Alick-McLean

Alick McLean

Humanities

How does the APH teaching philosophy look in your classroom?

Understanding is secondary to the collaborative means of seeking it. To work together means to listen—and also to find ways to express ourselves in ways that engage our collaborators while respecting the voices of others from the past and today. The classroom is a space to be passionate about ideas, so passionate that we are willing even to question our own assumptions to do them justice.

What excites you about The Academy at Penguin Hall?

The students who choose to attend Penguin Hall, and those that teach and work here, are all by nature committed to making this a place where every voice counts, every person deserves to speak and to be heard. What better way to prepare the next generation of leaders—you!

Share something interesting about yourself.

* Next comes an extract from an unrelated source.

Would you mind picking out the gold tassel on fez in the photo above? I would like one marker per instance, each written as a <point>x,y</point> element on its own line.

One day when I was traveling with my then 9 year old daughter, Sophia, she asked me to tell the family about a castle we were about to visit. Great, I thought, at last I can start unleashing my decades of research into medieval architecture onto my kids! I began to recount the dates, the materials, the styles, when she, actually quite politely, interrupted me. “No, Papa, not that. Tell us a story!” All the years of research, all the articles and books, were dwarfed by the simple demand of a child—what we crave are the voices and stories of history, not just the objects.

Alick McLean has a B.A. in Classics from Yale University. He earned a Masters in Architecture from Princeton University, and received a Fulbright Fellowship for research into Italian cities leading to his Ph.D in Architectural History, Theory, and Criticism, also from Princeton University.